Icon View Thread

The following is the text of the current message along with any replies.
Messages 1 to 9 of 9 total
Thread Full-text indexing taking a long time
Tue, May 8 2007 9:37 PMPermanent Link

kk aw
I know this issue has been raised a few times.

I have a table of just over 135 MB with one memo field indexed.  It is
taking hours for the table to be restructured to include this index.

Is there anything I can do to speed up this process?  This is on a 2GB,
Quad Core machine.

I read about Roy suggestion to de-dupe the string before indexing.  That
would mean changing my 4 applications plus dbsys itself.  Also, the
OnTextIndexFilter event is not fired unless the index is removed and
reinstated again.  Seems to be a long work-around.
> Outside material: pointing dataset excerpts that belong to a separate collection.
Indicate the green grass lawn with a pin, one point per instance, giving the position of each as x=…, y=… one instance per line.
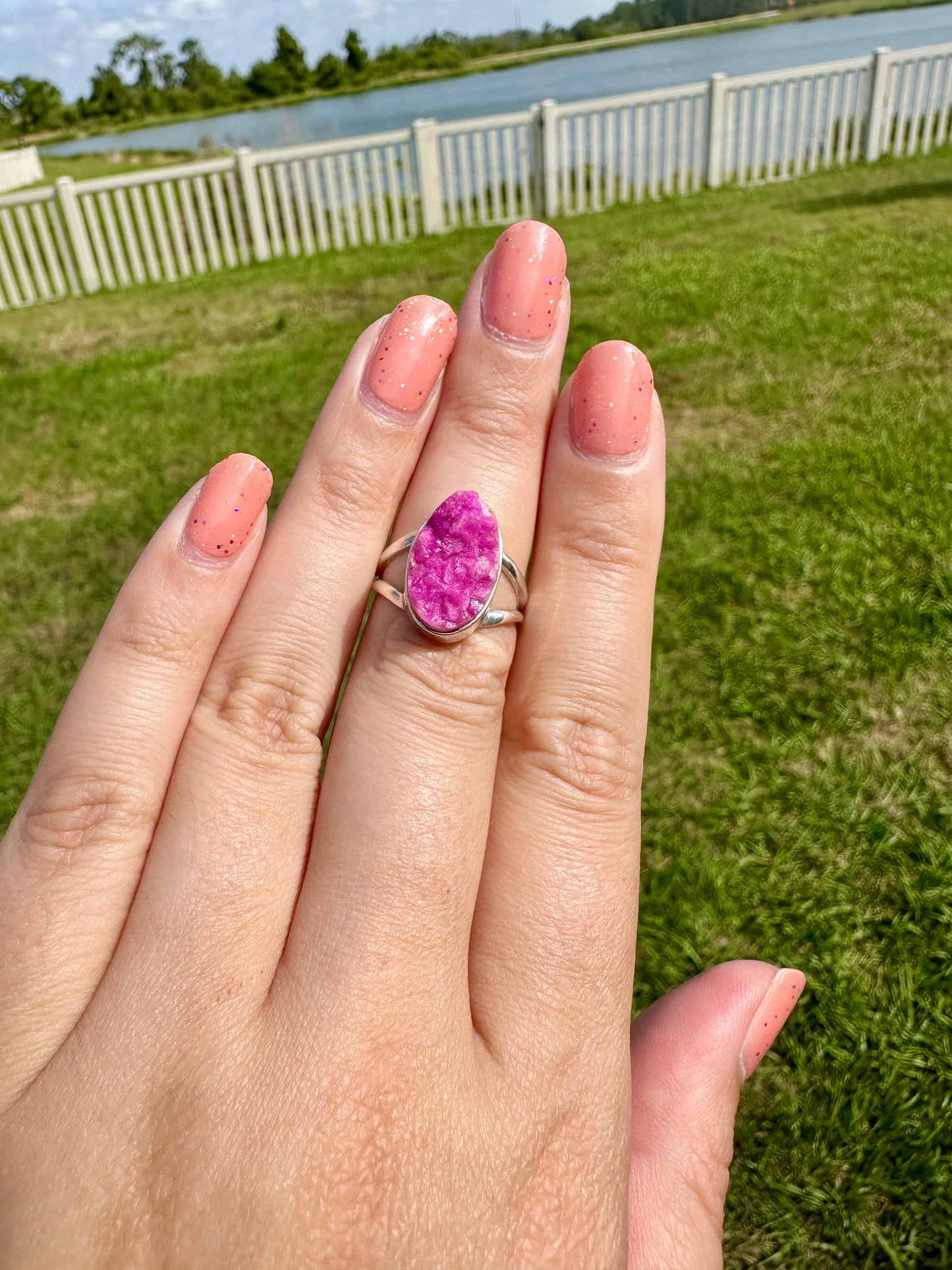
x=797, y=788
x=93, y=165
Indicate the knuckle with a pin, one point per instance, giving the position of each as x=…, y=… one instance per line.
x=505, y=418
x=149, y=639
x=352, y=492
x=266, y=712
x=582, y=747
x=462, y=683
x=607, y=544
x=80, y=811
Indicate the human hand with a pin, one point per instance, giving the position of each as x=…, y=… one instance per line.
x=245, y=1026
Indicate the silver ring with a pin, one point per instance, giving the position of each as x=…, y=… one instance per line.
x=453, y=567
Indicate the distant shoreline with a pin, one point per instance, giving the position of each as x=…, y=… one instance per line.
x=498, y=61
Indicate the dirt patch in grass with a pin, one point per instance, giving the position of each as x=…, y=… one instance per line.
x=53, y=504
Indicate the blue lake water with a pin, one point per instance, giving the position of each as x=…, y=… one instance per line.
x=567, y=79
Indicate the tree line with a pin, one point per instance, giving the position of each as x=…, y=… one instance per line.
x=144, y=79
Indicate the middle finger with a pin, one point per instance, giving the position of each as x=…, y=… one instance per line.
x=401, y=826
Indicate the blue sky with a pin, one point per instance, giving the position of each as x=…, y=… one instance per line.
x=63, y=40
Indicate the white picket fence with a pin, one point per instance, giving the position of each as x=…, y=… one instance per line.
x=550, y=160
x=19, y=167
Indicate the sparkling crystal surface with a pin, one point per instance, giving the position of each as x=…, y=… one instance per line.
x=453, y=564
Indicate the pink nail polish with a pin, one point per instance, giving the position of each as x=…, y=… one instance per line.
x=773, y=1012
x=227, y=505
x=611, y=401
x=412, y=352
x=524, y=281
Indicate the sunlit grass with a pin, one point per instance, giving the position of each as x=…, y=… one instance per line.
x=797, y=790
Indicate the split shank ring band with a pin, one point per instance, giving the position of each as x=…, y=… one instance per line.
x=453, y=567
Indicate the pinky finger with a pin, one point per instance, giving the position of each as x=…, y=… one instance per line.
x=71, y=859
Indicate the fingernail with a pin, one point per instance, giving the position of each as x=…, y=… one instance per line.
x=611, y=401
x=772, y=1014
x=524, y=282
x=412, y=352
x=227, y=505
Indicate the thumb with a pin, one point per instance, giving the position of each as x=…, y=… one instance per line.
x=690, y=1053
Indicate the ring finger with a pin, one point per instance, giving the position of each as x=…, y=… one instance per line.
x=231, y=844
x=404, y=812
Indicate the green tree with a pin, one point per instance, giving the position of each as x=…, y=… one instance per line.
x=138, y=53
x=291, y=57
x=268, y=79
x=28, y=105
x=329, y=71
x=357, y=55
x=108, y=94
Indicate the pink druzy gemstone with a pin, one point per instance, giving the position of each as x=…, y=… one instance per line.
x=453, y=564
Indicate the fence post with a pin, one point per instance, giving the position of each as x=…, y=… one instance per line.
x=879, y=90
x=76, y=233
x=253, y=204
x=428, y=175
x=549, y=156
x=716, y=127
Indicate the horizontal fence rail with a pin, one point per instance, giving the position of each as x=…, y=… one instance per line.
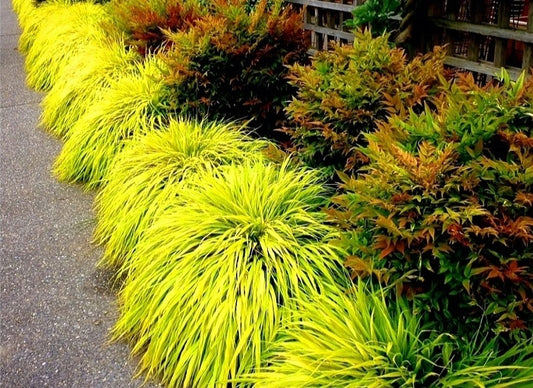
x=481, y=35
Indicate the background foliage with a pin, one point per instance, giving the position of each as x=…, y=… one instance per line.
x=345, y=92
x=444, y=207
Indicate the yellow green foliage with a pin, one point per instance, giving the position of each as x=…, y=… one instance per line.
x=153, y=169
x=62, y=32
x=222, y=268
x=84, y=81
x=359, y=339
x=129, y=107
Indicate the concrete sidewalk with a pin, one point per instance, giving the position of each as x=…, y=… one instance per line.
x=56, y=309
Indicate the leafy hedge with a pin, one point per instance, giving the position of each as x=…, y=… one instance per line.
x=345, y=92
x=443, y=209
x=226, y=58
x=232, y=273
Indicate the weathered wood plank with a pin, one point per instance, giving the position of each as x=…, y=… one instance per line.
x=482, y=29
x=329, y=31
x=480, y=67
x=325, y=5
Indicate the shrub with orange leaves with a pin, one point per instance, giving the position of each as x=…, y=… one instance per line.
x=227, y=58
x=344, y=92
x=443, y=209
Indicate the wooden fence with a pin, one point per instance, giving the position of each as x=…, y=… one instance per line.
x=325, y=20
x=481, y=35
x=484, y=35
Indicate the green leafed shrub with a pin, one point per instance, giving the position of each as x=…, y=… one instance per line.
x=84, y=81
x=209, y=280
x=240, y=68
x=345, y=92
x=375, y=14
x=61, y=34
x=444, y=208
x=152, y=170
x=130, y=106
x=360, y=340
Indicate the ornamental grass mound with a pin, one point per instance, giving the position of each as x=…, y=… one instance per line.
x=62, y=33
x=217, y=274
x=153, y=169
x=84, y=81
x=360, y=339
x=130, y=106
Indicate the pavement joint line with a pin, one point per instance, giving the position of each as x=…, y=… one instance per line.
x=17, y=105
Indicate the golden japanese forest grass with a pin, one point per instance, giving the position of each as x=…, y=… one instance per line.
x=84, y=81
x=132, y=105
x=60, y=33
x=361, y=339
x=215, y=276
x=153, y=169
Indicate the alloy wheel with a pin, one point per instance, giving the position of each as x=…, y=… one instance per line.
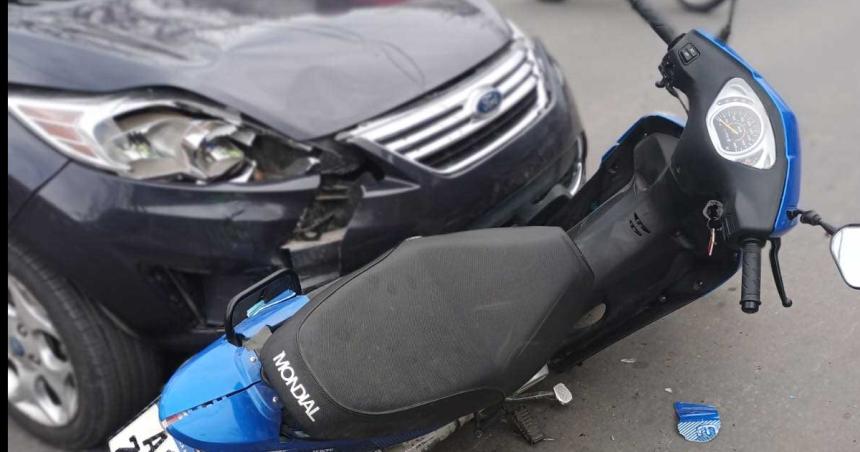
x=41, y=380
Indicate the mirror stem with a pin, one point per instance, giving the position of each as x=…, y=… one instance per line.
x=812, y=218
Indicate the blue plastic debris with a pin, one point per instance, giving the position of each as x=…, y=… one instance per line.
x=697, y=422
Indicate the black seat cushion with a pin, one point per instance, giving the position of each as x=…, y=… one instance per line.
x=436, y=328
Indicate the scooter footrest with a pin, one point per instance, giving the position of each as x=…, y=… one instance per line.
x=526, y=425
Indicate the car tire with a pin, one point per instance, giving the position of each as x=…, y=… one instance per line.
x=110, y=374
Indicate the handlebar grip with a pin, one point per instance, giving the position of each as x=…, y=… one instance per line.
x=751, y=276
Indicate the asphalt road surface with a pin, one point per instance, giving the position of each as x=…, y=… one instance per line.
x=783, y=379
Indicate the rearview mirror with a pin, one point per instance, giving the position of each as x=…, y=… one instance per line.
x=845, y=247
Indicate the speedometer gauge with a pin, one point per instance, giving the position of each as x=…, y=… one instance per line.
x=738, y=127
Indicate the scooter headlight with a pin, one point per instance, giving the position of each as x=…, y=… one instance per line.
x=149, y=135
x=739, y=127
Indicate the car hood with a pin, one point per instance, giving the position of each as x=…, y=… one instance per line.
x=306, y=68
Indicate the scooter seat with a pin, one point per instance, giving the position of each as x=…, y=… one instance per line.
x=437, y=328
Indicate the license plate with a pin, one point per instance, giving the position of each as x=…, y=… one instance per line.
x=144, y=434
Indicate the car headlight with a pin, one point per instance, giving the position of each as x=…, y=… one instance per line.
x=739, y=127
x=151, y=135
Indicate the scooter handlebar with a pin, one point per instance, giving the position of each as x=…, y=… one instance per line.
x=666, y=32
x=751, y=276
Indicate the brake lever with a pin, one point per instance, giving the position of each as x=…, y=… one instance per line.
x=775, y=243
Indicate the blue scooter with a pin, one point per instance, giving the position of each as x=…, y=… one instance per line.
x=457, y=328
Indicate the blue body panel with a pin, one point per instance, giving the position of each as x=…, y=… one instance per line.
x=232, y=409
x=791, y=189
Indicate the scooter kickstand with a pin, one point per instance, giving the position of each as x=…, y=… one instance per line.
x=560, y=393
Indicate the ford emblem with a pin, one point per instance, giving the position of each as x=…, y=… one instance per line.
x=488, y=102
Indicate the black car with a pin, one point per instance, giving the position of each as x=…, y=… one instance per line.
x=162, y=155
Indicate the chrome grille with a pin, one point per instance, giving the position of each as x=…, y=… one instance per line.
x=447, y=133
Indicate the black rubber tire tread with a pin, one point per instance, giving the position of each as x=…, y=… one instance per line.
x=116, y=375
x=700, y=7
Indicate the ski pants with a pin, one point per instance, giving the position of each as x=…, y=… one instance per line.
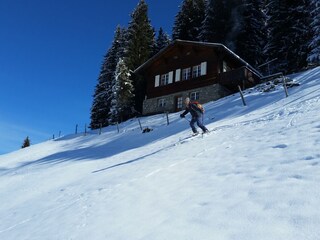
x=199, y=122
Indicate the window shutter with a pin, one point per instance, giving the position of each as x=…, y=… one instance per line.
x=157, y=80
x=178, y=74
x=203, y=68
x=170, y=77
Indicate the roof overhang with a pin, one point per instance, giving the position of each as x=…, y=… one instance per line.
x=184, y=42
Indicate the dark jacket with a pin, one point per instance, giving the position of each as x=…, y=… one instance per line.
x=193, y=109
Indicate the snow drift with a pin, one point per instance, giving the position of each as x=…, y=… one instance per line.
x=255, y=176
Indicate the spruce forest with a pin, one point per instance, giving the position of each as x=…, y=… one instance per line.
x=287, y=33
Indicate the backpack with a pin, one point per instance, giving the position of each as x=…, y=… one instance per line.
x=199, y=106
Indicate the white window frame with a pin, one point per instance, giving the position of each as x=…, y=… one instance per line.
x=194, y=96
x=196, y=71
x=179, y=102
x=203, y=68
x=186, y=73
x=164, y=79
x=162, y=102
x=157, y=81
x=178, y=75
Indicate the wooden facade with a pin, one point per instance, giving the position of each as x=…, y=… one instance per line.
x=184, y=66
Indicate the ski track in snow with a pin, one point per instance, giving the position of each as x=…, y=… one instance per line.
x=255, y=176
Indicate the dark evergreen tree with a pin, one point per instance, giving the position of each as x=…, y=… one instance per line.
x=188, y=21
x=289, y=36
x=100, y=106
x=26, y=143
x=314, y=55
x=141, y=42
x=251, y=33
x=216, y=24
x=123, y=94
x=100, y=110
x=162, y=41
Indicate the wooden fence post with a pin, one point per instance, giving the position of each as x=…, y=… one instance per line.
x=285, y=85
x=167, y=114
x=242, y=97
x=100, y=131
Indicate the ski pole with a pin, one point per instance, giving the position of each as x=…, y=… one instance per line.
x=187, y=119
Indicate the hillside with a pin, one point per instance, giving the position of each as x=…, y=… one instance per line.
x=255, y=176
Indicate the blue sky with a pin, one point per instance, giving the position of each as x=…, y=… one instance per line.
x=50, y=56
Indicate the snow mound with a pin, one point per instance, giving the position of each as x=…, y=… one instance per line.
x=255, y=176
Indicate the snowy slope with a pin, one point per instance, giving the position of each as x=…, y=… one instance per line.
x=256, y=176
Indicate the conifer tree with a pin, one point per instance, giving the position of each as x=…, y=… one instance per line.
x=314, y=55
x=100, y=110
x=289, y=34
x=188, y=21
x=140, y=47
x=162, y=41
x=26, y=143
x=123, y=94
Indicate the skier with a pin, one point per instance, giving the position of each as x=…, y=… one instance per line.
x=196, y=112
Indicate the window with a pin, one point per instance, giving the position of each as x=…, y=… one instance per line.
x=225, y=67
x=161, y=102
x=164, y=79
x=186, y=73
x=179, y=103
x=196, y=71
x=194, y=96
Would this be an issue with ElevateDB?  I have bought ElevateDB but has
not got round to using it yet.

Regards,
KK Aw
Wed, May 9 2007 2:51 AMPermanent Link

Roy Lambert

NLH Associates

Team Elevate Team Elevate

kk


From a couple of simple tests I've carried out ElevateDB is a LOT faster than DBISAM for FTI.

BTW my suggestions aren't to dedup the string, but rather to set up appropriate STOP WORDS. I also dump any word less than x or greater than y characters, and clear out any HTML tags or numbers. Not only does this speed up the indexing it also reduces the size of the index by a large amount.


Roy Lambert
Wed, May 9 2007 6:13 AMPermanent Link

kk aw
Roy,

Thanks for the information about ElevateDB.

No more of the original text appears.